As the Indian republic turns 60, the United Progressive Alliance government has finally got the mandate to sell off bits and pieces of the business the State has come to own since Independence. UPA II has lost little time in unlocking a significant revenue stream over the next five years to fund its ambitious social security agenda. The 13th Finance Commission has valued public undertakings in India at $300-400 billion, while independent estimates, although less optimistic, reckon their combined worth at around $150 billion. The equity market seems to have an appetite for a pipeline of issues by the 60-odd State-owned companies that make the cut for stake sales and this could help bridge a fiscal deficit nudging 7 per cent of the gross domestic product.
The exchequer is well on its way to generating Rs 30,000 crore this year through minority stake sales in National Hydroelectric Power Corporation, Oil India, National Thermal Power Corporation, Rural Electrification Corporation, National Mineral Development Corporation and Satluj Jal Vidyut Nigam. But the serious money will roll in next year when the big guns — Coal India, Bharat Sanchar Nigam and Steel Authority of India — are put on the block. Initially, the sell-off proceeds will be re-routed into the Consolidated Fund of India to get the fisc back into shape. The logic being that budgetary support to public enterprises shows up as expenditure in the government’s books. Again, as a one-off, increasing the floating stock of the profitable State-owned companies will lower their demands on the Centre for capital expenditure. Steel Authority of India, for instance, is in line for a follow-on issue because it needs to raise its capacity by 60 per cent over the next two years.

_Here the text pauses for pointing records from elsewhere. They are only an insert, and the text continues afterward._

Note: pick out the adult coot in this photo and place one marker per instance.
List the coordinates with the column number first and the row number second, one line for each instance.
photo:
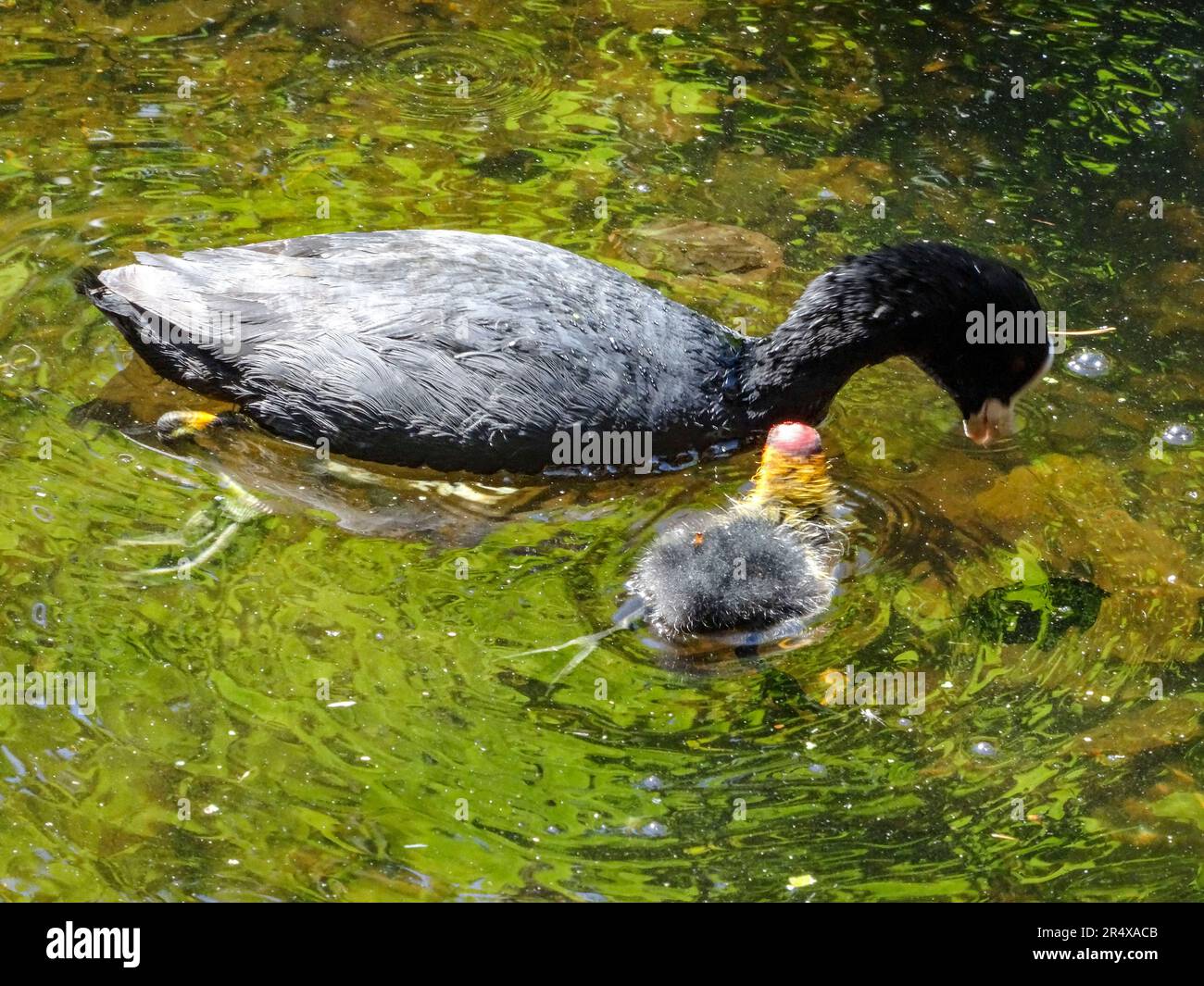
column 462, row 351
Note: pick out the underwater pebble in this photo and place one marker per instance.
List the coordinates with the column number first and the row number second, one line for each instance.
column 1088, row 363
column 1179, row 435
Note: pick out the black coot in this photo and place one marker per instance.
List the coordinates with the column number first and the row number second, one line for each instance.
column 462, row 351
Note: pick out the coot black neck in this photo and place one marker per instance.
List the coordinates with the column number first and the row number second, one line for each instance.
column 797, row 369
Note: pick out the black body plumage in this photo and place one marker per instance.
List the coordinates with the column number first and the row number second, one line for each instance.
column 462, row 351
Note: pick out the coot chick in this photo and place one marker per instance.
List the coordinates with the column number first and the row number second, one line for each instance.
column 462, row 351
column 765, row 560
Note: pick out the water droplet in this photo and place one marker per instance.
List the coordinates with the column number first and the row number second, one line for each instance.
column 1179, row 435
column 1088, row 363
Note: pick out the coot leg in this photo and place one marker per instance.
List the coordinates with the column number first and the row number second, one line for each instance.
column 200, row 536
column 183, row 424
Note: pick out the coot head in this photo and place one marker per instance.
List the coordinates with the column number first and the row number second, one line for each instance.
column 996, row 345
column 973, row 324
column 758, row 564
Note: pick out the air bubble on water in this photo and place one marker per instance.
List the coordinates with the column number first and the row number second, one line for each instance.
column 1179, row 435
column 1088, row 363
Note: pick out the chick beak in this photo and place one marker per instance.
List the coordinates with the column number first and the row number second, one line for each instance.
column 994, row 420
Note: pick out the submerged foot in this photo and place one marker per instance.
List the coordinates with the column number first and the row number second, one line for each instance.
column 184, row 424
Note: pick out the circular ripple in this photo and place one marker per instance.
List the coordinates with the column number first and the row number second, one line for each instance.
column 437, row 76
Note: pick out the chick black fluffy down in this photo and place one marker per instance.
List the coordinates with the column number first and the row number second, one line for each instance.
column 693, row 584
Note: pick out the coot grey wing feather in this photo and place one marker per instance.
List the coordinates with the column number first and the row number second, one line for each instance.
column 426, row 345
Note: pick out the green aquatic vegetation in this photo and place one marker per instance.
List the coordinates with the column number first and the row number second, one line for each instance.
column 1035, row 613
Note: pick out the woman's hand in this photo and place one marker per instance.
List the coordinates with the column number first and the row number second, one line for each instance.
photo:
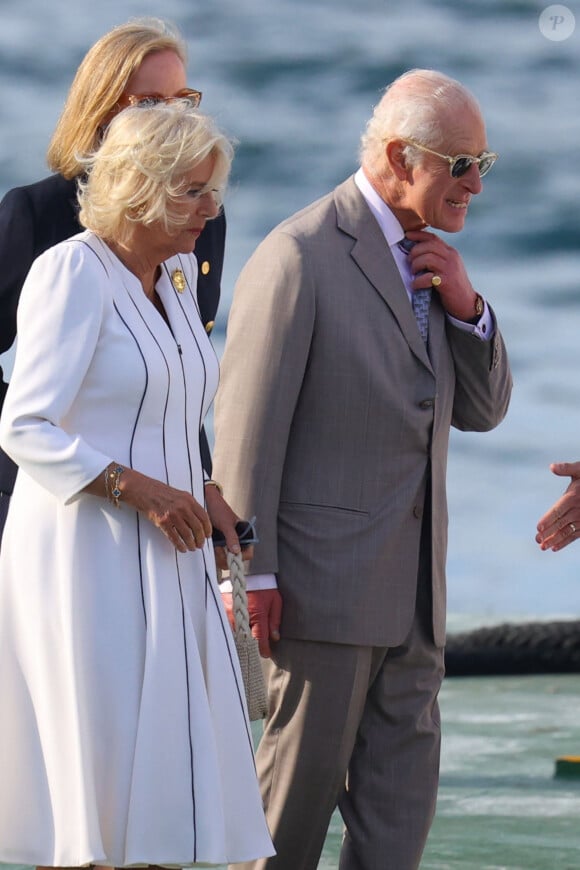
column 175, row 512
column 224, row 518
column 561, row 524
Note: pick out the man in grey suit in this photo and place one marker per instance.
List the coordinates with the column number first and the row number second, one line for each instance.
column 332, row 425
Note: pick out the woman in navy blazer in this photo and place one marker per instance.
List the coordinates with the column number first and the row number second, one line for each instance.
column 140, row 59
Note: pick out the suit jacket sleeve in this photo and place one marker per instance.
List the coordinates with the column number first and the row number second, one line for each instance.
column 483, row 380
column 56, row 344
column 269, row 327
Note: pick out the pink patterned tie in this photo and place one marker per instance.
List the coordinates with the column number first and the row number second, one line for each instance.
column 420, row 299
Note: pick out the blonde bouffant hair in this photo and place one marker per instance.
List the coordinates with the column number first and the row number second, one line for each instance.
column 98, row 84
column 139, row 173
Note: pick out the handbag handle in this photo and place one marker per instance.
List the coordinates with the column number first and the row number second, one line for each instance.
column 239, row 595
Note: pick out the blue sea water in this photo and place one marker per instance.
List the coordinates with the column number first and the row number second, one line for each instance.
column 294, row 82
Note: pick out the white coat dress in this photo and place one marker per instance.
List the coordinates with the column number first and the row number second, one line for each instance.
column 124, row 736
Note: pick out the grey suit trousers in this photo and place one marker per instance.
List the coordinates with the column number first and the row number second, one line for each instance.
column 357, row 727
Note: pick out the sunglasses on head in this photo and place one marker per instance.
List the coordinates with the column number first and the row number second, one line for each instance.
column 461, row 163
column 146, row 101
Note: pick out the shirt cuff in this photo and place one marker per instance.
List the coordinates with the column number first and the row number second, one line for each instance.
column 254, row 582
column 484, row 329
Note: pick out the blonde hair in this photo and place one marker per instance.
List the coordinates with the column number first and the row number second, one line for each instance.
column 415, row 106
column 139, row 172
column 99, row 83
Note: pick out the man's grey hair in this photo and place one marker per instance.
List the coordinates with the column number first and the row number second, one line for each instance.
column 413, row 106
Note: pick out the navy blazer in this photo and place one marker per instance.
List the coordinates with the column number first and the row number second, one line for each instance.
column 39, row 215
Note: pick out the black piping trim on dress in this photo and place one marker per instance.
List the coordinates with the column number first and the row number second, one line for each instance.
column 131, row 442
column 179, row 584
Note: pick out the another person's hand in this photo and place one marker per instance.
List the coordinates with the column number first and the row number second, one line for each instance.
column 223, row 517
column 561, row 524
column 265, row 610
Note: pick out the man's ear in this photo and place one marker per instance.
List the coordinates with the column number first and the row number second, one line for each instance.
column 397, row 160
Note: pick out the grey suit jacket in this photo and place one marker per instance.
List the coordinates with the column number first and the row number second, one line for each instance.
column 329, row 414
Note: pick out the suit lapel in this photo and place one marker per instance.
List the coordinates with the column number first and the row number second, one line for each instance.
column 371, row 253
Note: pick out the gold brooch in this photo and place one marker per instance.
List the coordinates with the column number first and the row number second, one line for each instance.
column 178, row 280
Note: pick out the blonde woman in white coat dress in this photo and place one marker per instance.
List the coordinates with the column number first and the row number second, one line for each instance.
column 124, row 737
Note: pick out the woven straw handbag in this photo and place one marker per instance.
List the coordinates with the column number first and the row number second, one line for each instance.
column 246, row 644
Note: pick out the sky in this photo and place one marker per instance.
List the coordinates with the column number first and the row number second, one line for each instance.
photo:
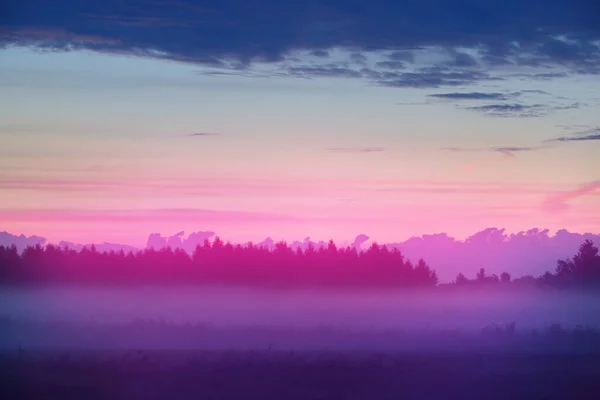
column 323, row 118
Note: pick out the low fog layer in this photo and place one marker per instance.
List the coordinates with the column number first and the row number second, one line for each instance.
column 369, row 309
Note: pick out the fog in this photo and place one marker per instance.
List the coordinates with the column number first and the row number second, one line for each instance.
column 364, row 309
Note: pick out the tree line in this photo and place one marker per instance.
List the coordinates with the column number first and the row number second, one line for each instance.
column 217, row 262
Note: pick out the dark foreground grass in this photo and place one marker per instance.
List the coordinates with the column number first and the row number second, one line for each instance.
column 279, row 375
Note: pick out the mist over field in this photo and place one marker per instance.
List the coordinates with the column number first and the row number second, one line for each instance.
column 234, row 317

Purists might argue the disinvestment being undertaken is faux privatisation — the managerial efficiencies built into the latter do not obtain in the former. But public enterprises stand to gain from even minority stake sales. Listing requires quarterly disclosure, a more accountable way of doing business than the annual statements presented by these companies to their single shareholder. The tighter scrutiny of market players, both local and global, imposes a higher discipline in boardrooms and makes political interference a shade less pervasive. Tied to a move to have more floating stock from private as well as State-owned companies, disinvestment dons an impervious market-reform halo. More floating stock makes for deeper capital markets and the government is leading India Inc by example to spread the gains of rapid growth to a wider section of society.